Okay, I admit it. I like being in charge.
I’ve also been known to assert my authority once in awhile.
“I’ll be the teacher, you be ‘Joey’.”
This is my subtle reminder to those not so subtle children who make a habit of correcting others, and in the process annoying those children that they are attempting to correct.
Usually it works.
Until I had a particularly bright child who finally decided to let me be in charge and finally allowed me to correct the children, but still felt the need to inform me of the many wrong doings that I was so obviously missing.
“Teacher Boss, Teacher Boss! She is budging in line”
“Teacher Boss, Teacher Boss…”
Maybe I should’ve been insulted. Instead I laughed.
Hey, if the name fits…
I think that it fits quite well, actually.
Only a Teacher Boss would use the line “Hey, don’t make me use my bossy voice” to a group of slightly out of control children to grab their attention, and have the children respond by sitting and listening.
A Teacher Boss knows when to use her bossy voice, and she can use it well.
I am Teacher Boss
I am in charge.
So don’t make me use my bossy voice.
I’m thinking about Bumble. If someone isn’t working with this child pretty consistently Bumble is a handful. The baby talk and immature conversation skills are issues too. This is also the first time Bumble has been in a group experience with children who are the same age.
On a very recent school day, Bumble decided to hide, and then run away from my assistant teacher.
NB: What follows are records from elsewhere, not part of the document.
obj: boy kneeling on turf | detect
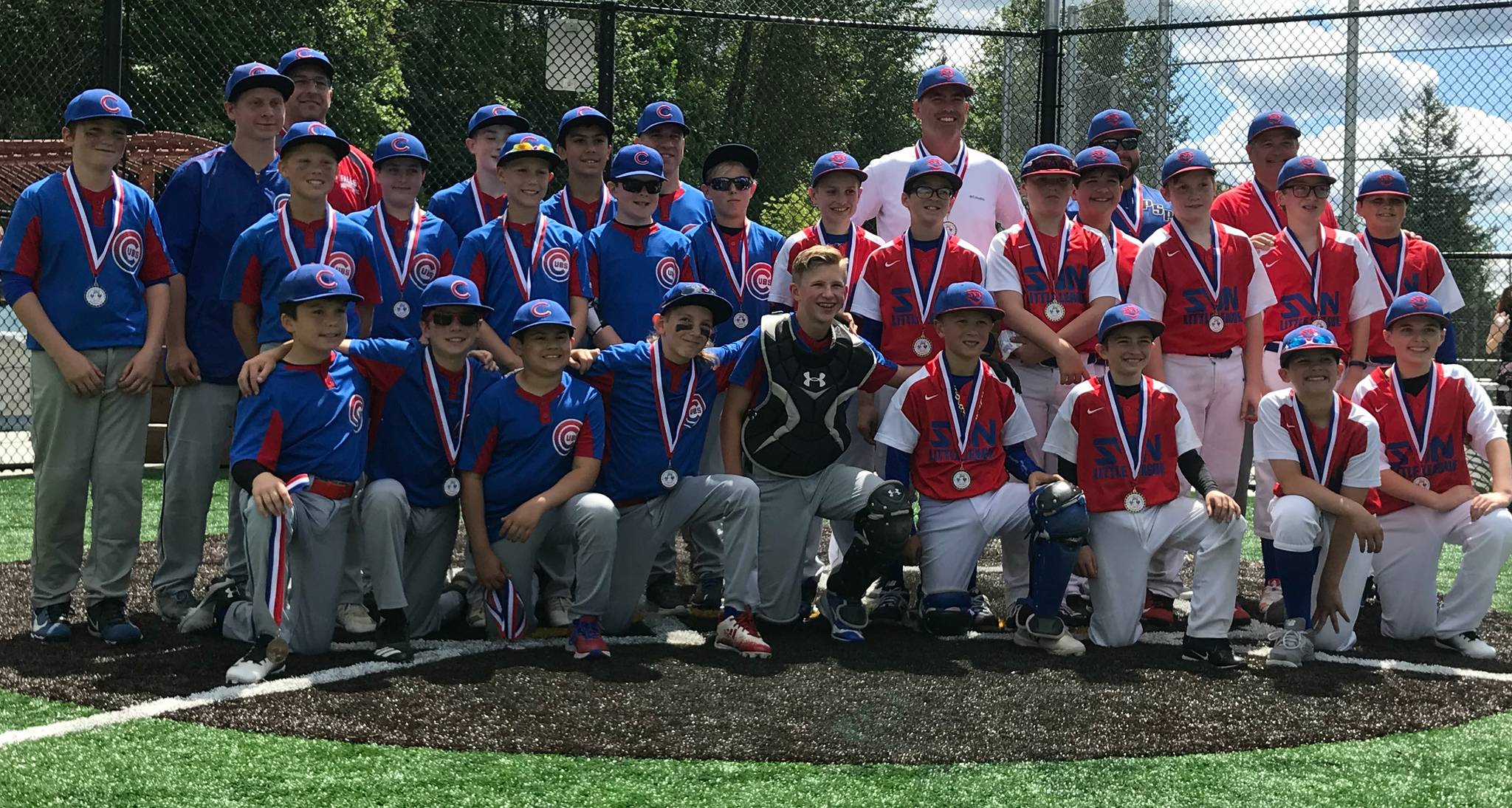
[1255,325,1381,667]
[1346,292,1512,660]
[877,281,1085,655]
[1045,303,1245,667]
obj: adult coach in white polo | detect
[851,65,1023,250]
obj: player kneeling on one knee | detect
[877,283,1085,655]
[1255,325,1381,667]
[1045,304,1245,667]
[1346,292,1512,660]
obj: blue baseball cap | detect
[63,89,147,131]
[509,298,571,336]
[1276,154,1335,188]
[467,104,531,137]
[495,131,563,171]
[1019,144,1078,179]
[935,280,1004,321]
[1098,303,1166,345]
[225,62,293,101]
[1385,292,1449,329]
[557,106,614,144]
[1276,325,1344,368]
[278,121,352,160]
[420,275,493,312]
[1249,109,1302,141]
[913,65,977,101]
[661,281,735,325]
[609,144,667,182]
[1087,109,1144,144]
[1160,148,1217,185]
[374,131,431,168]
[278,49,336,75]
[1075,145,1130,179]
[278,263,361,303]
[1355,168,1412,199]
[809,151,867,185]
[635,101,693,134]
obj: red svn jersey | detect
[1355,362,1506,515]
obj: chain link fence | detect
[0,0,1512,466]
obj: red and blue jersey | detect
[231,351,391,483]
[351,203,456,339]
[577,221,695,342]
[157,144,289,384]
[425,177,509,242]
[582,342,741,504]
[456,374,605,530]
[221,206,382,343]
[452,216,593,338]
[0,169,174,351]
[348,339,499,508]
[689,221,786,345]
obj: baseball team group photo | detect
[0,0,1512,805]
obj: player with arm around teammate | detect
[1346,292,1512,660]
[1045,303,1245,669]
[877,281,1085,657]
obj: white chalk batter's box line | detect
[0,614,1512,749]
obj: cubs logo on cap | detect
[63,89,147,131]
[1098,303,1166,345]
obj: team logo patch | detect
[552,417,582,457]
[541,247,571,283]
[111,230,142,275]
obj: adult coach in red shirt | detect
[278,49,382,215]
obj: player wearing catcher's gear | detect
[461,300,616,660]
[1068,109,1170,242]
[635,101,714,233]
[352,131,456,339]
[1346,295,1512,660]
[427,104,531,242]
[1255,325,1385,667]
[1255,156,1385,622]
[1045,303,1245,667]
[573,283,774,657]
[1128,148,1276,628]
[720,247,895,642]
[850,65,1023,263]
[0,89,174,645]
[1355,168,1465,366]
[153,62,293,623]
[877,281,1084,655]
[1212,111,1338,253]
[221,123,382,359]
[541,106,614,235]
[278,49,382,215]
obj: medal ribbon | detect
[63,166,123,286]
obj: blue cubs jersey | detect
[458,374,605,530]
[577,221,694,342]
[425,177,508,241]
[689,221,786,345]
[0,169,174,351]
[157,144,289,384]
[221,206,382,343]
[541,186,619,235]
[452,216,593,339]
[584,342,739,504]
[231,351,384,483]
[351,203,456,339]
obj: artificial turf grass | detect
[0,696,1512,808]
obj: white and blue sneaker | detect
[32,600,74,643]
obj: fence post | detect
[100,0,126,92]
[599,0,619,121]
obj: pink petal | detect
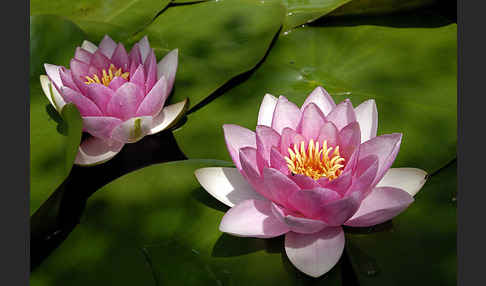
[90,49,111,70]
[40,75,66,112]
[69,59,92,94]
[289,174,321,190]
[219,200,289,238]
[111,43,130,72]
[326,99,356,130]
[338,121,361,161]
[86,83,115,113]
[150,98,189,134]
[317,170,353,196]
[223,124,256,170]
[255,125,280,169]
[272,203,327,233]
[285,227,345,277]
[258,93,277,127]
[319,192,361,226]
[138,36,150,62]
[345,187,413,227]
[128,44,143,74]
[359,133,402,186]
[74,137,124,166]
[108,76,128,91]
[272,96,302,134]
[318,121,339,147]
[376,168,427,196]
[280,128,306,156]
[350,155,378,197]
[257,168,300,210]
[289,188,340,219]
[111,116,152,143]
[44,64,62,89]
[301,86,336,116]
[239,147,273,200]
[354,99,378,143]
[83,116,122,140]
[81,40,98,54]
[270,147,289,175]
[130,65,145,90]
[143,49,156,93]
[74,47,93,64]
[157,49,179,93]
[61,86,102,116]
[106,82,143,120]
[297,103,326,141]
[136,77,169,116]
[59,67,80,91]
[194,167,265,207]
[98,35,117,59]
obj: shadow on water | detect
[309,0,457,28]
[30,130,187,271]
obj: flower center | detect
[84,64,130,86]
[285,139,344,181]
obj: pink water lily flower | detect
[40,36,188,165]
[195,87,426,277]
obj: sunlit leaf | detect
[176,20,457,172]
[31,160,341,286]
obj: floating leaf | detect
[138,0,284,106]
[30,0,170,40]
[175,20,457,172]
[31,160,341,286]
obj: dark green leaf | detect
[30,0,170,40]
[175,22,457,172]
[346,164,457,286]
[138,0,284,105]
[31,160,341,286]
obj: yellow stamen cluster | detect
[285,139,344,180]
[84,64,130,86]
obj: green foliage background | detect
[30,0,457,286]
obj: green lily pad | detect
[329,0,439,16]
[30,0,170,40]
[31,160,341,286]
[137,0,284,108]
[282,0,352,31]
[61,103,83,176]
[29,16,84,213]
[30,15,86,78]
[175,21,457,172]
[346,164,457,286]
This student repeated this behavior again at the end of the day when we were out in our play yard getting ready for dismissal.
On the next school day, Bumble refused to come to group time and chose to stand on the furniture yelling and banging on a shelf while I was trying to conduct group time. (My assistant was in our other classroom setting up snack.) You can’t approach Bumble because Bumble takes off running, and thinks it is a game. The best I could do was try and ignore the behavior, and I’ll be honest it is pretty difficult to ignore that kind of noise. The other children are also watching to see what you are going to do, and how you will react. After the other children were lining up for snack this little one finally came over. I continued to ignore Bumble, and addressed all the other children, praising them for doing what they were doing. It wasn’t until Bumble sat on the rug and was quiet that I addressed my active student.
At the end of the day Bumble took off running, again, and hid in the play yard from mom, who was there to do pick Bumble up. I know Bumble is looking for attention, and I try not to give too much to this student, but sometimes it is a safety issue.
I’m hoping we won’t have a repeat performance on Monday, but I have this sneaking suspicion that it will. My assistant teacher and I will have time to talk out a plan, but I’m at a loss for ideas. I need to keep control of the classroom and I can’t spend every minute keeping Bumble in check.
We shall see what happens.
Don’t worry, I’ll remember that flyswatters are not an option, no matter how annoying the buzzing coming from Bumble is.